I asked another question: http://stackoverflow.com/questions/1180240/best-way-to-sort-1m-records-in-python where I was trying to determine the best approach for sorting 1 million records. In my case I need to be able to add additional items to the collection and have them resorted. It was suggested that I try using Zope's BTrees for this task. After doing some reading I am a little stumped as to what data I would put in a set.
Basically, for each record I have two pieces of data. 1. A unique ID which maps to a user and 2. a value of interest for sorting on.
I see that I can add the items to an OOSet as tuples, where the value for sorting on is at index 0. So, (200, 'id1'),(120, 'id2'),(400, 'id3')

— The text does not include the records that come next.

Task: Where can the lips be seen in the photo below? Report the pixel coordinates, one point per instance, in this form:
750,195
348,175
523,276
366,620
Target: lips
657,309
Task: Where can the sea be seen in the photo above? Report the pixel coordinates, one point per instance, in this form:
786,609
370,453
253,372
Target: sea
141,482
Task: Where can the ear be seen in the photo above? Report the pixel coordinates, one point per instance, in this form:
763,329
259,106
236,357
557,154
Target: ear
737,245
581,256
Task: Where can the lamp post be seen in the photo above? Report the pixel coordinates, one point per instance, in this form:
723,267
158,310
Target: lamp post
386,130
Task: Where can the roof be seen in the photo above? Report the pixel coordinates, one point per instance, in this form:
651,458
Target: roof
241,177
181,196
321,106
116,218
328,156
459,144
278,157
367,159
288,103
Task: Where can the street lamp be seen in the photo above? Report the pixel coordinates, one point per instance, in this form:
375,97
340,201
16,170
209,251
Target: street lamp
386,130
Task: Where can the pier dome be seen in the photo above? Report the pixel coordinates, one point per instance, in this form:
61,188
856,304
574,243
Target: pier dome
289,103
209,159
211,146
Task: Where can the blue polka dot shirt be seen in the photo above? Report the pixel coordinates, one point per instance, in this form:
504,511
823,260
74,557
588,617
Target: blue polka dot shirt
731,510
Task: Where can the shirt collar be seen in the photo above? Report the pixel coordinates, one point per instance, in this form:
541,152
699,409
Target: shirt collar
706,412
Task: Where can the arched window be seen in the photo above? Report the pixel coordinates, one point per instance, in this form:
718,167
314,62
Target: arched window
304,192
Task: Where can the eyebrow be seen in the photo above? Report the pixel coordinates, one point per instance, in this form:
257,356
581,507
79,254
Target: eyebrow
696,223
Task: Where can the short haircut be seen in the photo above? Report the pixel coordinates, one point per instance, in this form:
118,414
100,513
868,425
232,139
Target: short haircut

and the resulting set would be sorted with id2, id1 and id3
in order.
However, part of the requirement for this is that each id appear only once in the set. I will be adding additional data to the set periodically and the new data may or may not include duplicated 'ids'. If they are duplicated I want to update the value and not add an additional entry. So, based on the tuples above, I might add (405, 'id1'),(10, 'id4')
to the set and would want the output to have id4, id2, id3, id1
in order.
Any suggestions on how to accomplish this. Sorry for my newbness on the subject.
* EDIT - additional info *
Here is some actual code from the project:
for field in lb_fields:
t = time.time()
self.data[field] = [ (v[field], k) for k, v in self.foreign_keys.iteritems() ]
self.data[field].sort(reverse=True)
print "Added %s: %03.5f seconds" %(field, (time.time() - t))
foreign_keys is the original data in a dictionary with each id as the key and a dictionary of the additional data as the value. data is a dictionary containing the lists of sorted data.
As a side note, as each itereation of the for field in lb_fields runs, the time to sort increases - not by much... but it is noticeable. After 1 million records have been sorted for each of the 16 fields it is using about 4 Gigs or RAM. Eventually this will run on a machine with 48 Gigs.